GLOBALVIEW-CO2 is a product of the Cooperative Atmospheric Data Integration Project, lead by NOAA ESRL (National Oceanic and Atmospheric Administration, Earth System Research Laboratory). It is a cooperative effort among the many organizations and institutions making high-quality atmospheric CO2 measurements, being the Izaña Atmospheric Research Center (AEMET) one of them. A new release of the product has been published recently, with data till the end of 2010.

The product has a very specialized scope: address issues of temporal discontinuity and data sparseness in atmospheric observations, and transform data to a single standard scale. It is a tool intended to be used in carbon cycle modelling. So, the core result of the product is a large collection of CO2 time series (for the sites where measurements are carried out), obtained from measured data after applying several sophisticated statistical techniques. Also, CO2 marine boundary layer (MBL; the atmospheric layer located just above sea surface) weekly time series for (41) different latitudes are an additional output of the product.

However, clicking on this link, you can access to the introduction web page of the product, where a graphical animation with results is shown. Such animation shows, in a very simple way, a lot of information, as it is explained hereafter. The comments that follow are not in the Globalview-CO2 website, but have been written by a meteorologist that works at this centre of AEMET.
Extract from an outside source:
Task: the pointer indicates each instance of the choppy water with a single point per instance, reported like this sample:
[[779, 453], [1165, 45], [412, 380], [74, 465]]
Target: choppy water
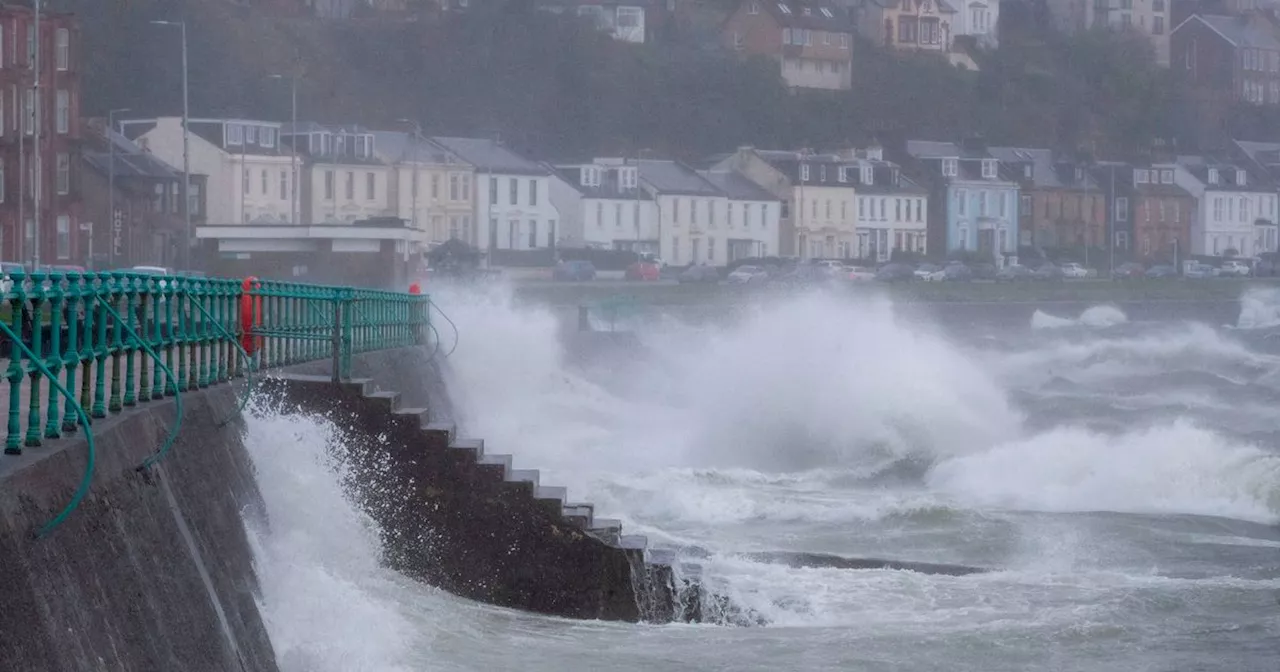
[[1120, 478]]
The movie shows the latitude distribution (from south to north) of CO2 average monthly values from 2001 to 2010 derived from the GLOBALVIEW-CO2 extended records. Instead of latitude running from 90ºS (-90º) to 90ºN (+90º), sine of latitude is represented (which is more representative of surface extension in the spherical Earth), so -1.0 corresponds to 90ºS, -0.6 corresponds to 37ºS, 0.0 correspond to 0º, 0.6 correspond to 37ºN, 1.0 corresponds to 90ºN… Cyan circles are values from sampling locations in the marine boundary layer thought to be regionally representative (a smooth curve fitted to these data is also showed); “pluses” are values from other locations (ground stations, aircrafts, and towers), and many of them are influenced by CO2 local sources and sinks. The following facts can be observed in the movie:

1) There is a large seasonal cycle in the Northern Hemisphere (NH) due to seasonal plants activity (absorption of atmospheric CO2 due to net plants growth in spring and summer; and emission of atmospheric CO2 due to net plants decomposition in autumn and winter), and almost no seasonal cycle in the Southern Hemisphere (SH), because the surface fraction of lands and plants in middle latitudes of the SH is very small.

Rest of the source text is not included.